The west bank of Luxor had been the site of royal burials since around 2100 BC, but it was the pharaohs of the New Kingdom period (1550–1069 BC) who chose this isolated valley dominated by the pyramid-shaped mountain peak of Al Qurn (The Horn). Once called the Great Necropolis of Millions of Years of Pharaoh, or the Place of Truth, the Valley of the Kings has 63 magnificent royal tombs.
The tombs have suffered greatly from treasure hunters, floods and, in recent years, mass tourism: carbon dioxide, friction and the humidity produced by the average 2.8g of sweat left by each visitor have affected the reliefs and the stability of paintings that were made on plaster laid over limestone. The Department of Antiquities has installed dehumidifiers and glass screens in the worst-affected tombs.
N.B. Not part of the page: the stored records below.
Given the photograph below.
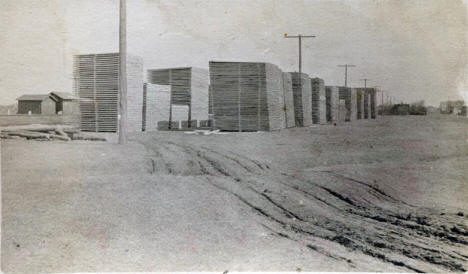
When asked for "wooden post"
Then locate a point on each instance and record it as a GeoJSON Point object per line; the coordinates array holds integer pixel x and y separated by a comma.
{"type": "Point", "coordinates": [123, 72]}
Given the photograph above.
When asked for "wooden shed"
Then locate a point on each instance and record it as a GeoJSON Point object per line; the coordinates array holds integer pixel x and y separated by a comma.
{"type": "Point", "coordinates": [302, 92]}
{"type": "Point", "coordinates": [189, 88]}
{"type": "Point", "coordinates": [36, 104]}
{"type": "Point", "coordinates": [65, 103]}
{"type": "Point", "coordinates": [247, 96]}
{"type": "Point", "coordinates": [97, 84]}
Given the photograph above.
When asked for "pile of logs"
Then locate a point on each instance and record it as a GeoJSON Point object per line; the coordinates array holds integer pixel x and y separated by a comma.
{"type": "Point", "coordinates": [45, 133]}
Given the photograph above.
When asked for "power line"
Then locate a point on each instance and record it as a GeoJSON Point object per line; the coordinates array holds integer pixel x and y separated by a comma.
{"type": "Point", "coordinates": [346, 66]}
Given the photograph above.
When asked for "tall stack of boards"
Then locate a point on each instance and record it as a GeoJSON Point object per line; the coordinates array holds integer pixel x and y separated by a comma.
{"type": "Point", "coordinates": [302, 93]}
{"type": "Point", "coordinates": [319, 107]}
{"type": "Point", "coordinates": [188, 87]}
{"type": "Point", "coordinates": [247, 96]}
{"type": "Point", "coordinates": [97, 84]}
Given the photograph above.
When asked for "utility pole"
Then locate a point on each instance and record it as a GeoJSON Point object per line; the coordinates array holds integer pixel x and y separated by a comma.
{"type": "Point", "coordinates": [346, 66]}
{"type": "Point", "coordinates": [123, 73]}
{"type": "Point", "coordinates": [300, 36]}
{"type": "Point", "coordinates": [376, 91]}
{"type": "Point", "coordinates": [365, 82]}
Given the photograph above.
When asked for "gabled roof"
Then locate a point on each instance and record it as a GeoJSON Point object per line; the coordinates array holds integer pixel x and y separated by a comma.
{"type": "Point", "coordinates": [33, 97]}
{"type": "Point", "coordinates": [64, 95]}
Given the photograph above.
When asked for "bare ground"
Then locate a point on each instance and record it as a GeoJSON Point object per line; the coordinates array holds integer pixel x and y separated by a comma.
{"type": "Point", "coordinates": [385, 195]}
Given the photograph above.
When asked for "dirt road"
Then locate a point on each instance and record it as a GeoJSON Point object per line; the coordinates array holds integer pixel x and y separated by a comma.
{"type": "Point", "coordinates": [385, 195]}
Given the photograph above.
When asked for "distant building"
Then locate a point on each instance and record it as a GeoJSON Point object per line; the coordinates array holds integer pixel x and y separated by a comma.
{"type": "Point", "coordinates": [452, 107]}
{"type": "Point", "coordinates": [65, 103]}
{"type": "Point", "coordinates": [400, 109]}
{"type": "Point", "coordinates": [36, 104]}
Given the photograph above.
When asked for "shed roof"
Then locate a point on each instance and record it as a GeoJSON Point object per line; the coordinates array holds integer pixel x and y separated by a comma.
{"type": "Point", "coordinates": [64, 95]}
{"type": "Point", "coordinates": [33, 97]}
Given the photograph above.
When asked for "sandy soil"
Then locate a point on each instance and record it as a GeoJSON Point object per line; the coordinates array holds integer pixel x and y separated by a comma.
{"type": "Point", "coordinates": [385, 195]}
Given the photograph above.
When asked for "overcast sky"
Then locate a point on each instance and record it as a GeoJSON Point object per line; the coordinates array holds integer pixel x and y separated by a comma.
{"type": "Point", "coordinates": [414, 50]}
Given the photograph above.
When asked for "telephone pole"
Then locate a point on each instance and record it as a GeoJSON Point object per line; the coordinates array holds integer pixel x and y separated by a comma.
{"type": "Point", "coordinates": [300, 36]}
{"type": "Point", "coordinates": [365, 82]}
{"type": "Point", "coordinates": [346, 66]}
{"type": "Point", "coordinates": [376, 91]}
{"type": "Point", "coordinates": [123, 72]}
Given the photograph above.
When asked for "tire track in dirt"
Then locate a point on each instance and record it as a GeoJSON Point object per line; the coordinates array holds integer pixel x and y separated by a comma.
{"type": "Point", "coordinates": [390, 231]}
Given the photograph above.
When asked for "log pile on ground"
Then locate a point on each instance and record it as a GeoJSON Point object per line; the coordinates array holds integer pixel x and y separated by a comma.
{"type": "Point", "coordinates": [45, 133]}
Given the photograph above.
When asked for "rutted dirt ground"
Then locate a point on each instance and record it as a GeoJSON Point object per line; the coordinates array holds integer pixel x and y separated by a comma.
{"type": "Point", "coordinates": [385, 195]}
They have also introduced a rotation system: a limited number of tombs are open to the public at any one time. The entry ticket gains access to three tombs, with extra tickets to see the tombs of Ay, Tutankhamun, Seti I and Ramses VI.
The road into the Valley of the Kings is a gradual, dry, hot climb, so be prepared, especially if you are riding a bicycle. Also be prepared to run the gauntlet of the tourist bazaar, which sells soft drinks, ice creams and snacks alongside the tat. The air-conditioned Valley of the Kings Visitors Centre & Ticket Booth has a good model of the valley, a movie about Carter’s discovery of the tomb of Tutankhamun and toilets (there are Portakabins higher up, but this is the one to use). A tuf-tuf (a little electrical train) ferries visitors between the visitors centre and the tombs (it can be hot during summer). The ride costs LE4. It’s worth having a torch to illuminate badly lit areas but you cannot take a camera – photography is forbidden in all tombs.
The best source of information about the tombs, including detailed descriptions of their decoration and history, can be found on the Theban Mapping Project website. Some tombs have additional entry fees and tickets.